Ill natante liberato imballò il motore e via verso i Faraglioni accompagnato dal rumore convulso dei colpi di mare sulla carena. A riva non c’era nessuno, accolsi dal terrazzo con un applauso l’uomo che da solo tirava a secco il barchino: «Ma almeno vi ha ringraziato?», chiesi. Mi rispose con un’alzata di spalle e un gesto per significare che il Tizio era sbronzo. Era fatto così Antonio Gargiulo, detto Bianchino, storico marinaio della Marina Piccola, scomparso nel silenzio deldi
l’emergenza anti-Covid e che soltanto nel trigesimo ha ricevuto il conforto postumo del saluto dei parenti e di una messa in suffragio. Bianchino fu personaggio assai in vista negli anni in cui l’Italia tutta viveva la sua miracolosa rinascita e Capri era al centro della dolce vita internazionale. D’estate smetteva di andare a pesca con i suoi colleghi della spiaggia, il gruppo dei fratelli Lembo capitanati dal primogenito Capa Janca — nomignolo che ha fatto da scudo perenne al vero nome di battesimo — per mettersi al timone del suo Riva, un gioiello di motoscafo in mogano che nessun altro marinaio dell’Isola possedeva, con cui portare in gita solo clienti vip. Vestiva sempre di bianco – di qui il soprannome – dai pantaloni lunghi o corti, alla camicia o la polo e precocemente incanutite erano le tempie e poi i capelli tutti, pettinati a spazzola, come Curzio Malaparte, suo cliente ed amico.

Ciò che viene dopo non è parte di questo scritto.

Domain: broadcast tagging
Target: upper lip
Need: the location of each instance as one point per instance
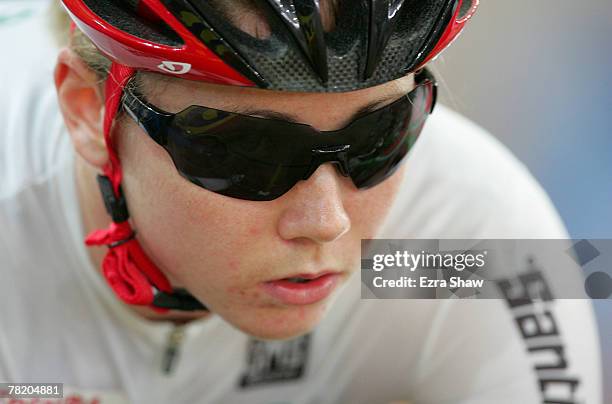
(308, 276)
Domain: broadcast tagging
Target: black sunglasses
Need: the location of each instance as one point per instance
(260, 159)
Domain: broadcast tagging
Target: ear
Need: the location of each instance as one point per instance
(82, 104)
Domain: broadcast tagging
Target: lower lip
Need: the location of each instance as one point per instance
(302, 293)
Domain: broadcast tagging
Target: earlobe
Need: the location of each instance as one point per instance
(82, 104)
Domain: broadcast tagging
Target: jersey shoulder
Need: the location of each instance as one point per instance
(460, 181)
(32, 133)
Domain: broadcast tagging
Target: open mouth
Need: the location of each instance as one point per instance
(298, 280)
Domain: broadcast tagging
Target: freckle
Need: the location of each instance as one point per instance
(233, 265)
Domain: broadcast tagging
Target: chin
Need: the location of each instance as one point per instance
(283, 322)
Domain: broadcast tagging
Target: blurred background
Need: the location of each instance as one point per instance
(538, 76)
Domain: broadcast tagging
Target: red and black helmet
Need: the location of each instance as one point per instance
(371, 42)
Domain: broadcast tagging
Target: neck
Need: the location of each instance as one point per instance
(94, 216)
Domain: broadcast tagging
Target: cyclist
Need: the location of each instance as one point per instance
(243, 150)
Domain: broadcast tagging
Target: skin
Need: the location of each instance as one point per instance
(223, 249)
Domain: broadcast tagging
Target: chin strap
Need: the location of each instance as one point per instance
(130, 273)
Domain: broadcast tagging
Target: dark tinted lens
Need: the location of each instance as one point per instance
(236, 156)
(393, 135)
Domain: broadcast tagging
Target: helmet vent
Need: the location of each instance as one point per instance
(125, 15)
(466, 6)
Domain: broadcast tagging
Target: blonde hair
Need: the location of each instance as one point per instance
(59, 24)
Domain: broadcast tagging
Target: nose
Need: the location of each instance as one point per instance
(314, 209)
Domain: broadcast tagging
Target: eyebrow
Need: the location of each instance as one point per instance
(271, 114)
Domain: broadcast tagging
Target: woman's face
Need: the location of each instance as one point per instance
(224, 250)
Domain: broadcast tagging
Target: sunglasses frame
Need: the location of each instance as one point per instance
(156, 122)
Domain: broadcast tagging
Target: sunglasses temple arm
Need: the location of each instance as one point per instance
(154, 122)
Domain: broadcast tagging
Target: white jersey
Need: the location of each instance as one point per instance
(61, 323)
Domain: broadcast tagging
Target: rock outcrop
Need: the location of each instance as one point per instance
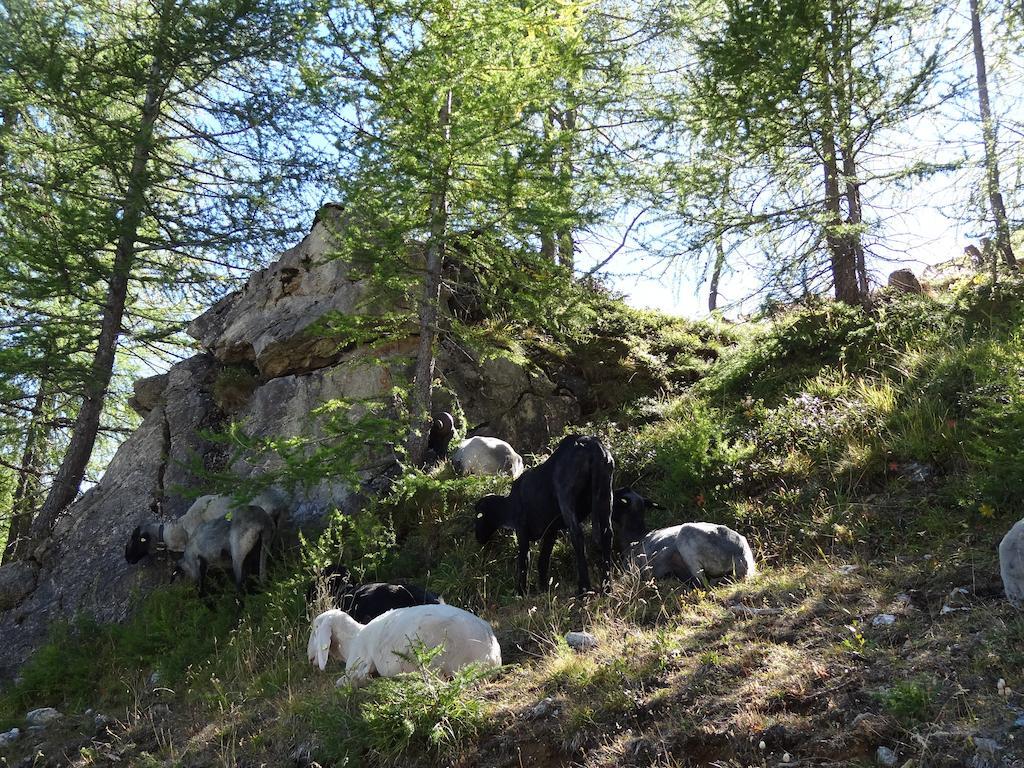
(265, 367)
(905, 281)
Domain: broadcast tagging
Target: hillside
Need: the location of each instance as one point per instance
(872, 459)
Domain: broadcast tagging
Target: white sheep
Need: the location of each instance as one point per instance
(174, 536)
(486, 456)
(1012, 563)
(383, 646)
(233, 540)
(695, 552)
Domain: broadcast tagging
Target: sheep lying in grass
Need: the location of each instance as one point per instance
(367, 601)
(384, 645)
(146, 539)
(244, 542)
(486, 456)
(694, 552)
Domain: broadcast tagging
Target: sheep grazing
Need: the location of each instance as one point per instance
(573, 482)
(244, 541)
(486, 456)
(383, 646)
(146, 539)
(367, 601)
(1012, 564)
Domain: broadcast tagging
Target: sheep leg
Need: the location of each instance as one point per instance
(544, 557)
(522, 563)
(601, 503)
(201, 582)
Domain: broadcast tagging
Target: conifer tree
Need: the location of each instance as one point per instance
(160, 145)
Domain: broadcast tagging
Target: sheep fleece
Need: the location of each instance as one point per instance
(375, 647)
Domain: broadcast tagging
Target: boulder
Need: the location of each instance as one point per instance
(904, 281)
(1012, 564)
(268, 323)
(42, 717)
(16, 581)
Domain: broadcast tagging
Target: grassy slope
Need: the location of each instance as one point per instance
(892, 442)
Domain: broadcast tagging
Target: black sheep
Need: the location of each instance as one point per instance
(365, 602)
(573, 482)
(441, 432)
(628, 516)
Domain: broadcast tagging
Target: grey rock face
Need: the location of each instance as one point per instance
(16, 581)
(503, 398)
(904, 280)
(1012, 563)
(9, 737)
(267, 323)
(156, 473)
(148, 393)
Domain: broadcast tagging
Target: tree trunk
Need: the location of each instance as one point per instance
(988, 134)
(841, 251)
(423, 379)
(716, 273)
(72, 470)
(27, 487)
(566, 243)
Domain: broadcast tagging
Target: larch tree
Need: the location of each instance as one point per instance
(448, 121)
(804, 87)
(993, 192)
(185, 125)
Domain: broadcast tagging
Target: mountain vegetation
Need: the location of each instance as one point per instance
(495, 168)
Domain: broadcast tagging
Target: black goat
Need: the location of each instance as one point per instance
(364, 602)
(441, 432)
(628, 516)
(573, 482)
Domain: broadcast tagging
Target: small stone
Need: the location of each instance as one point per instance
(989, 745)
(885, 756)
(541, 709)
(42, 717)
(9, 737)
(581, 640)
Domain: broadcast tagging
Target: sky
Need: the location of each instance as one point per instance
(915, 224)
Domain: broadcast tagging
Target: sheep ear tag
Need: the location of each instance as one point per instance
(324, 636)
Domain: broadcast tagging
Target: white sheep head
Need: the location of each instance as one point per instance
(332, 633)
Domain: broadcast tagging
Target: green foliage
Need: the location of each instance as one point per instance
(413, 716)
(909, 701)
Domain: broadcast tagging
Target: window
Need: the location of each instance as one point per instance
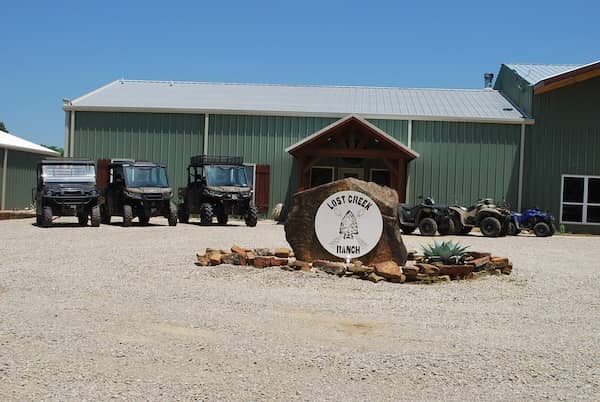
(580, 199)
(320, 175)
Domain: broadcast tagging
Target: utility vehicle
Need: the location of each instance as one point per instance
(133, 189)
(217, 186)
(66, 187)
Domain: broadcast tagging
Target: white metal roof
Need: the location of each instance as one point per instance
(334, 101)
(534, 73)
(10, 141)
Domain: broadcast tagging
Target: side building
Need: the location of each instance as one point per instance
(562, 148)
(18, 170)
(454, 145)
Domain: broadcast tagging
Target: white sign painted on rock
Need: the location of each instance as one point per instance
(348, 224)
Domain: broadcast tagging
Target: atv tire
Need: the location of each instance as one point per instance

Oltre che un bell’uomo era molto elegante e questo lo rendeva una eccezione tra quanti facevano il suo mestiere. I lussuosi yacht che ancoravano in rada lasciavano agganciati i loro tender, per servirsi di Bianchino e del suo Riva per sbarcare i loro passeggeri. E così il Nostro ebbe a bordo Soraya e la Callas, la Bardot e la Kennedy Onassis e Faruk e persino Churchill e la principessa Margaret. Ma di questi e degli altri vip mai si era vantato, a lui piaceva piuttosto raccontare storie di mare, perché di salvataggi non aveva fatto soltanto quello di cui ero stato spettatore, togliere dai guai i diportisti della domenica era una sua specialità. Col cambio di marcia della società e del modo di vivere le vacanze, Bianchino aveva sostituto il Riva con un lancione lento e da molti posti, chiamato “Scirocco”, ma il turismo di massa non era per lui.
Si era ritirato a coltivare carciofi nel suo orto («Non sono un marinaio, sono un contadino», amava schermirsi) ma puntuale scendeva all’ora giusta alla spiaggia per fare da mozzo di terra ai discendenti di Capa Janca e aiutarli malgrado l’età e il malanno che l’affliggeva a tirare a secco le barche da noleggio. Con lui è uscito di scena — scusate la retorica, ma è così — un personaggio niente affatto minore di quello straordinario palcoscenico che Capri è stata, che ha affascinato il mondo e che oggi si racconta nei libri o si rivive nei ricordi di qualche maturo superstite.